Reviews

A Conversation With Edith Head


If you want to relish the stylish, acerbic, frighteningly successful Edith Head, designer of every fab frock of Hollywood’s golden age from Bette Davis’ “bumpy night” dress to Audrey’s Cinderella gown in Roman Holiday, I strongly suggest you hie yourself down to Wikipedia.

In Head’s signature sharp suit, dark glasses and severe black fringe Susan Classen as actor and co-writer captures some of Head’s wise-cracking iron will but the script of repetitive facts, figures and the odd starry story gave her no-where to go but in circles around her infatuation with her subject.

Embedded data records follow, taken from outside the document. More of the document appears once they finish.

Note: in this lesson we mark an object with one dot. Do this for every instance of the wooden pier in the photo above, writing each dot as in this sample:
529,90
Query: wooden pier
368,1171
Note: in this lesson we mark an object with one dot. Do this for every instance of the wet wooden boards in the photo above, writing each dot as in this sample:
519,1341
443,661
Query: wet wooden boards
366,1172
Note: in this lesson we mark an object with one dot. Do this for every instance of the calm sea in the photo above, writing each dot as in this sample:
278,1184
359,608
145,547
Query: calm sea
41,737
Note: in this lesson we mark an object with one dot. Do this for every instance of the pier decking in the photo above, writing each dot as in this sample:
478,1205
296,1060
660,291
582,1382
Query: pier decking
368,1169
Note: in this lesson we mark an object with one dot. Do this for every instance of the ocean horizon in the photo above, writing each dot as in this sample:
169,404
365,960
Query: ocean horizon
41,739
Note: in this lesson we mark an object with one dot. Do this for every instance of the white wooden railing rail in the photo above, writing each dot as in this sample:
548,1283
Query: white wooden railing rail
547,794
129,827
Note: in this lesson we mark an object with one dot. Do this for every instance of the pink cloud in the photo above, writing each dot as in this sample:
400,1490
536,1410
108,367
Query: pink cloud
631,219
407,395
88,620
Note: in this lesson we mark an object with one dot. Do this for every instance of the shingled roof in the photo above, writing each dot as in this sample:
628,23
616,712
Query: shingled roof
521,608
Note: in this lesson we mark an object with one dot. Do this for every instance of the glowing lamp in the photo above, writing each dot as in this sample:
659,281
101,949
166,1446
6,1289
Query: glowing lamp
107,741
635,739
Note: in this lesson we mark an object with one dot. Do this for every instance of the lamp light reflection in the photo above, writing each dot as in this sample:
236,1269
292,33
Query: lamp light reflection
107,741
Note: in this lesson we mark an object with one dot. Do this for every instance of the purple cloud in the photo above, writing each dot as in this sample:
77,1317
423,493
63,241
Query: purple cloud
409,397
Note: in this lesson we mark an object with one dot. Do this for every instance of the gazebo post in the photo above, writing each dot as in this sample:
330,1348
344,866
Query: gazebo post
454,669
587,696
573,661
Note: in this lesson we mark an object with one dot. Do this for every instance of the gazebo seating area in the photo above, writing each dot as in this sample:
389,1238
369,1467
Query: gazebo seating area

The ill-conceived An Audience With…format puts us in 1981 (we know it’s ages ago because Elizabeth Taylor is reportedly growing old gracefully). Head duly responds to questions apparently submitted by the audience and courts our responses. Dutifully we chorused our lines as if in some camp pub quiz at the Coconut Grove “Debbie Reynolds gave birth to?” “Carrie Fisher !” etc. She has some killer comedy quotes but this is not stand-up and when faced with an unscheduled question or neat comeback Classen was thrown. With her own plant already asking scripted leading questions, why drag us into it anyhow?

This is a shame because Head provides a provocative figure. Her very self-styled image deflected attention making her elusivity all the more intriguing. Jewish by birth, Catholic by conversion, schoolteacher by profession, Head butted into the male ranks of studio design – 1,131 films, 8 Oscars, 2 husbands and 6 decades of costume design – but the play is as theatrical as its blurb. Where was she on WWII, McCarthy, women’s rights, religion, marriage, The New Look, on polyester for heavenssake? Co-writer Paddy Calisto doesn’t ask. How did she approach translating text and character into costume? What motivated her? Five minutes before the end it is too late to slip in “I was always in a mirror behind someone famous.” Surrounded by photos and dressed mannequins in a detailed and evocative design by James Blair ( and Classen of course) she remains defined by her work and her more famous friends.

Even this theme is not emotionally explored. What was in the gulf between the severe, mannish designer and the decadent, sensuous expressions of female glamour and sexuality she created? That gulf needs exploring but Classen and Calisto lacked a director to tell them they were not the girls for the trip.